On America’s first Election Day to feature a woman candidate at the top of a major party’s ticket, people lined up by the hundreds to honor the historical moment by putting their “I Voted” stickers on the grave of legendary suffragist Susan B. Anthony.
But as some black feminists were quick to note, “women’s suffrage” didn’t come equally for all women after the 19th Amendment was ratified, since black women still faced substantial barriers to voting due to Jim Crow laws. What’s more, the women’s suffrage movement was at times explicitly racist and often excluded black women.
White feminists, I'll ask one thing today. Remind your sistren that not all women gained the right to vote in 1920 #ElectionDay
— J.A.B. (@MsJamilaAisha) November 8, 2016
“I will cut off this right arm of mine before I will ever work or demand the ballot for the Negro and not the woman.” - #SusanBAnthony
— Leslie Mac (@LeslieMac) November 8, 2016
I'd put my voting sticker on Ida B. Wells's grave.
— roxane gay (@rgay) November 8, 2016
Mikki Kendall tweeted a list of activists she credits with helping secure black women’s right to vote:
I owe my right to vote to Sojourner Truth, Ida B. Wells, Mary Church Terrell, Mary Cary, Nannie Burroughs, Frances Harper, & Daisy Lampkin.
— Mikki Kendall (@Karnythia) November 8, 2016
I vote because of Fannie Lou Hamer, Rosa Parks, Dorothy Height, Claudette Colvin, Ruby Sales, Diane Nash, Daisy Bates, & Septima Clark
— Mikki Kendall (@Karnythia) November 8, 2016
But let's be clear, don't you ever in your life give credit for Black women voting to the white women who wanted them to stay in the back.
— Mikki Kendall (@Karnythia) November 8, 2016
Twitter users quickly started encouraging voters to visit the graves of black women — from black women’s suffrage and anti-lynching activist Ida B. Wells to abolitionist and women’s rights activist Sojourner Truth to Shirley Chisholm, the first woman and first African American to run for president in the United States.
Throw some stickers on grave of Sojourner Truth. Ain't no more daring feminist, born into slavery, freedom fighter. Ain't I a WOMAN!

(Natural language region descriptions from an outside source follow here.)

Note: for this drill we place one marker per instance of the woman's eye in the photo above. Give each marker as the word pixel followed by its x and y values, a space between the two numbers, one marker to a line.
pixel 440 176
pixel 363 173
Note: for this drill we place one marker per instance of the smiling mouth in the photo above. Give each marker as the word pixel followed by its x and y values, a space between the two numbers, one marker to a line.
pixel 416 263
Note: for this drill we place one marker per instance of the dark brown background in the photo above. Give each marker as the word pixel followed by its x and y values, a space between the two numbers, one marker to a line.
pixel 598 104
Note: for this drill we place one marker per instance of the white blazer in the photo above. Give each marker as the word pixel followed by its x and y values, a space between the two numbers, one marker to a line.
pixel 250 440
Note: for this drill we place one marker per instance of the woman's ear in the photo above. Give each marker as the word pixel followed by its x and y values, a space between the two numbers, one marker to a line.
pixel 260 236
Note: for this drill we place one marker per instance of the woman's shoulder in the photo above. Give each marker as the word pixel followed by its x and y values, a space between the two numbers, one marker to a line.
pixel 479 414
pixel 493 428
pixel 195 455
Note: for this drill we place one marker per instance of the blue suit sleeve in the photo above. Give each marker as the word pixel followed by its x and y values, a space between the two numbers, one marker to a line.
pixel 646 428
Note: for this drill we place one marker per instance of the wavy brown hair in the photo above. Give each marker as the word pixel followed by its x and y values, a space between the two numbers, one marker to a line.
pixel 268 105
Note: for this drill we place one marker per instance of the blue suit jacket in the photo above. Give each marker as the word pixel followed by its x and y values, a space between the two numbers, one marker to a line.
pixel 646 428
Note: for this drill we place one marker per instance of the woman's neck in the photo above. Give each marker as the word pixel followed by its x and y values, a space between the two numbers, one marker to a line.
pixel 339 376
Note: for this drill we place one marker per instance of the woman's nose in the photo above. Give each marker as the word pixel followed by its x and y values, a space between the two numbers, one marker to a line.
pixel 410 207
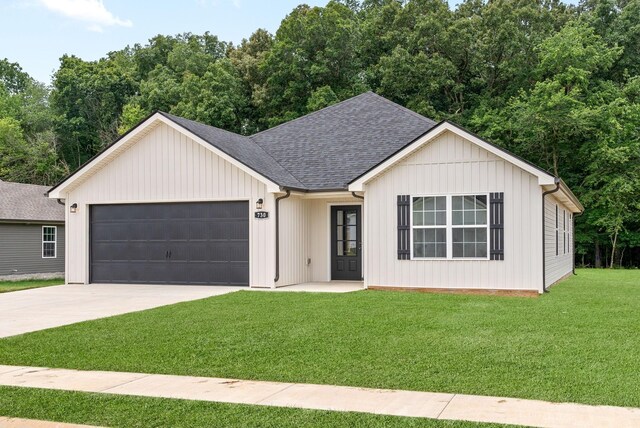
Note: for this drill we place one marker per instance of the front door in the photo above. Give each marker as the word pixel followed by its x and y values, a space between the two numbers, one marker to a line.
pixel 346 243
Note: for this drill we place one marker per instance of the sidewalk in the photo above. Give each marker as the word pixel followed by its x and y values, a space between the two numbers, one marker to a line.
pixel 327 397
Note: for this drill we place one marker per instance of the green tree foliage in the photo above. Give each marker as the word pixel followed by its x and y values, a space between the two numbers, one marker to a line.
pixel 554 83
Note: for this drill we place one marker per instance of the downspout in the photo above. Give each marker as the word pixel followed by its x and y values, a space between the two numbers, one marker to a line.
pixel 573 239
pixel 544 254
pixel 277 277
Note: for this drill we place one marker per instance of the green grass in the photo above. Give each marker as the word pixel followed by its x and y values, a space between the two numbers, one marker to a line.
pixel 6 286
pixel 122 411
pixel 578 343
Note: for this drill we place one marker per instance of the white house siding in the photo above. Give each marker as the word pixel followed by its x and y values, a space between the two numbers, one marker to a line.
pixel 557 266
pixel 448 165
pixel 166 166
pixel 305 235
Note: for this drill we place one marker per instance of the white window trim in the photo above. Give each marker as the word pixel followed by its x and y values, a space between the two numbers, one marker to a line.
pixel 55 243
pixel 449 226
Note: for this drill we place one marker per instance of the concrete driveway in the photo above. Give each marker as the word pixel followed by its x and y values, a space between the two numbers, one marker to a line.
pixel 41 308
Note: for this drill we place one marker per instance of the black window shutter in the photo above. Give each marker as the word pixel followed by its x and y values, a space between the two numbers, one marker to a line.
pixel 403 227
pixel 496 225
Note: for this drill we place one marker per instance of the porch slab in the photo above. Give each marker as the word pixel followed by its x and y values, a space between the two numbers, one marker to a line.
pixel 320 287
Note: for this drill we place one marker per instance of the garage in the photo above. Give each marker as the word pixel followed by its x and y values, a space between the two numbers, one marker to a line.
pixel 196 243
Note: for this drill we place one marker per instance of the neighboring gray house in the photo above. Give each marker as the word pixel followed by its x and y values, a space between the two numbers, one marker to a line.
pixel 31 232
pixel 363 190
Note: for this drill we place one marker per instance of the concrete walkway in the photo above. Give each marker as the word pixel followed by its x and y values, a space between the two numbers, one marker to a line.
pixel 40 308
pixel 327 397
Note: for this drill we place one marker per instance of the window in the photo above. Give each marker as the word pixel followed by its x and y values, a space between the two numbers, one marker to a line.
pixel 467 213
pixel 49 242
pixel 430 227
pixel 450 227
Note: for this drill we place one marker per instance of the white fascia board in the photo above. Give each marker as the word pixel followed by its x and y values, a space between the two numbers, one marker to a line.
pixel 272 187
pixel 543 177
pixel 59 191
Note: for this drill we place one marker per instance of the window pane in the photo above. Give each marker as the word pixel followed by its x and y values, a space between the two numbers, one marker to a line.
pixel 429 204
pixel 469 217
pixel 469 202
pixel 457 250
pixel 456 202
pixel 430 250
pixel 351 233
pixel 418 219
pixel 481 250
pixel 429 218
pixel 481 217
pixel 352 218
pixel 417 204
pixel 457 218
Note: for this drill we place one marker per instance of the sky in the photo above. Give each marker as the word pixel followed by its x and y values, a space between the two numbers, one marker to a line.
pixel 36 33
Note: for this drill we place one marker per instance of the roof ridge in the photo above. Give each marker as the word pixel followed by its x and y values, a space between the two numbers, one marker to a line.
pixel 246 137
pixel 313 113
pixel 405 109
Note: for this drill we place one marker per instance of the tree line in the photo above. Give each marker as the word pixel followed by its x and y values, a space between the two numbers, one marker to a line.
pixel 554 83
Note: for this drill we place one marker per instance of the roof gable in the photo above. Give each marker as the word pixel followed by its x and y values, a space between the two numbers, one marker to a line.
pixel 327 149
pixel 544 178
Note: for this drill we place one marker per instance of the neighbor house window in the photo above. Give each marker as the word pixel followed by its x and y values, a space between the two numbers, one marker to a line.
pixel 49 242
pixel 450 227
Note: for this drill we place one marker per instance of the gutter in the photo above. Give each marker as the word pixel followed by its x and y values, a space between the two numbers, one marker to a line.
pixel 573 241
pixel 544 254
pixel 277 277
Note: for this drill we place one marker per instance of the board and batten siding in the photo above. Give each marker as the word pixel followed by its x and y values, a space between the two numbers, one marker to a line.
pixel 167 166
pixel 557 266
pixel 305 236
pixel 450 164
pixel 21 249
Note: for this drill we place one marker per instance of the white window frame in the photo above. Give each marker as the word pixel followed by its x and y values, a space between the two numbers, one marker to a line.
pixel 449 225
pixel 54 242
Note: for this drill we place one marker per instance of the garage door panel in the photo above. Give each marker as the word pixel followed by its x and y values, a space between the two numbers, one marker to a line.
pixel 181 243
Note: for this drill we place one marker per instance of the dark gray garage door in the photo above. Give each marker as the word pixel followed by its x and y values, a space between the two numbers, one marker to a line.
pixel 177 243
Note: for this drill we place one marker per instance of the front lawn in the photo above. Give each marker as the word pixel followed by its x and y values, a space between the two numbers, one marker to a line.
pixel 578 343
pixel 128 412
pixel 6 286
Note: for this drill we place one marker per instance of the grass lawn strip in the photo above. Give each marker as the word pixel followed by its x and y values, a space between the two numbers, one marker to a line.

— Monie (@MonieTalks_1) November 8, 2016
Please put stickers on Shirley Chisholm's grave. She's buried at Forest Lawn cemetery in Buffalo, New York. https://t.co/6vZnMdyu5e
— Evette Dionne (@freeblackgirl) November 8, 2016
In Wells’s case, some voters got a chance to adorn her grave before the cemetery in Chicago she was buried in closed at 4:30 pm.
Ida B. Wells getting the love on Election Day in Chicago!! pic.twitter.com/GGG2p4sV43
— Dira Sudis (@dsudis) November 8, 2016
And for those who couldn’t make it to Wells’s grave in person, there was an outpouring of virtual support:
Women who couldn't make it to her grave site today left digital messages for the suffragette Ida B Wells: https://t.co/MT1YsSwN4J pic.twitter.com/2csKxYxdpD
— Molly Redden (@mtredden) November 8, 2016
As my colleague Victoria Massie explained, this difficult history is one reason why many black women feel deeply ambivalent about Hillary Clinton’s candidacy. Yes, it’s historic to elect the first woman president — but historic for whom?
“The election of a white woman to the highest office doesn't say a whole lot about my feminism,” Imani Gandy, senior legal analyst at Rewire and co-host of This Week in Blackness Prime, told Vox in July. “Representation absolutely matters. But it's a sticky wicket when you're a black woman. Obama's candidacy felt far more momentous to me than Clinton's.”
Less than a century after the 19th Amendment passed, granting women the right to vote, Hillary Clinton is the first woman presidential nominee of a major party. If she wins, it will indeed be historic.
When we celebrate “historic” moments, though, there can be a temptation to set aside the messier parts of history that might interfere with the celebration. But it’s important to learn from those moments — to make the celebration more meaningful, and to make sure we don’t leave so many people out when the next chapter of the history books is written.